Началось представление женихов. Еремеевна комментировала происходящее. Мне все эти названия царств ничего не говорили. Оказалось, что все трое — младшие дети мелких царьков. Царь Василий слушал со всё более кислым видом. Наконец вперед выступил «блистательный» человек.
— Государь, послан я к тебе царём великим, магом могучим, Кощеем Бессмертным, чтобы высватать у тебя младшую твою дочь…
— Что-о, — перебивая посланца, взревел царь, соскакивая с трона. — Кощеев посланец! Этот чернокнижник мою дочь решил получи… Упс…
На царя накинулись трое бояр, стоявших поблизости. Уж как они его заткнули, не поняла, а только заткнули, и, ухватив за плечи, заставили опуститься на сиденье покачнувшегося трона. Через пару минут царь достаточно пришёл в себя и отстранил бояр. Те быстренько заняли свои места.
Царь Василий устремил хмурый взгляд на не менее хмурого посланца.
— Ну, вот что, мил человек. Ты посланец, послан великим магом, и позорить мне тебя не с руки. А только передай своему господину, что не быть тому, чтобы я свою дочь без её воли отдал. А о младшей и говорить нечего. Василиса младшая просватана. Ежели согласится моя средняя дочь…
Договорить бедняга не успел. Несмеяна вскочила с места, бросилась к трону, и, бухнувшись на колени на ступеньках, вцепилась отцу в рукав, заревев одновременно не хуже пожарной сирены:
— И почто, батюшка отдаёте меня на смерть неминучую, на долю злую, чем не мила вам жизнь моя молодая?! Лучше в монастырь пойду…
Докричать ей не дали. Те же бояре оторвали привычно царевну от батюшки, и оттащили к двери, где её приняли женские руки и уволокли подальше.
Женихи, наблюдая эту сцену, заметно спали с лица. Стало ясно, что ни один из них, ни за какие коврижки, на среднюю доченьку не согласится.
Посланец, тем не менее, не отступал.
— Государь, мой господин хочет только дочь твою младшую…
И опять ему не дали закончить.
— Я сказал уже, не бывать тому. Младшая моя дочь просватана, и так тому и быть!
Для пущей убедительности царь изо всех сил грохнул зажатой в кулаке резной палкой, кажется, она называется скипетр.

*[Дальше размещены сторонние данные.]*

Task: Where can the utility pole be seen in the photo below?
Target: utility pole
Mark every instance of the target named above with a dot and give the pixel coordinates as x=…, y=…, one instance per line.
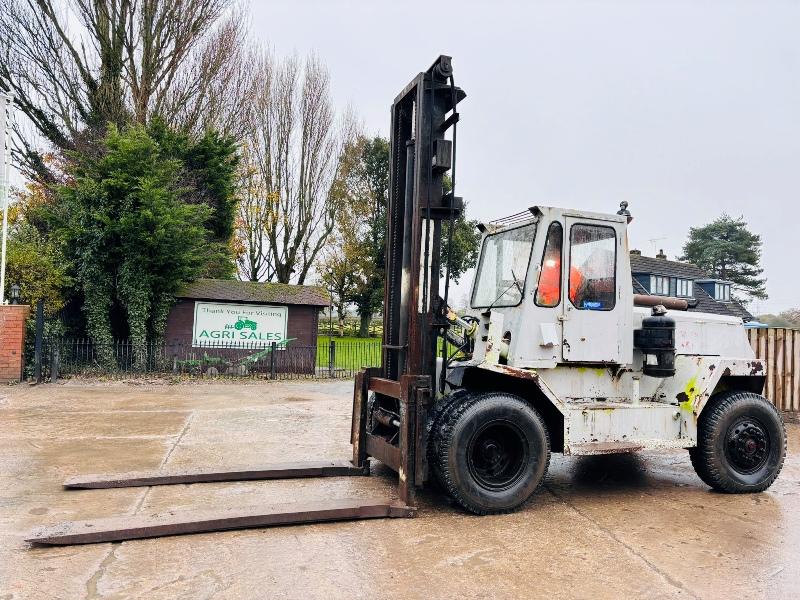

Посол ещё сильнее нахмурился, но сдержался, и только протянул ближайшему боярину свиток, зажатый в руке. Поклонился государю, и молча удалился из палаты.
Наступила тишина, только издалека доносились трубные вопли Несмеяны, да через открытое окошко прозвучал топот копыт удалявшихся коней.
Все перевели дух.
У меня накопилось слишком много вопросов, да и руки от волнения стали дрожать, картинка покрылась рябью. Поставила тарелочку на стол, и повернулась к хозяйке. Та принялась заворачивать тарелочку и яблочко в тряпицу.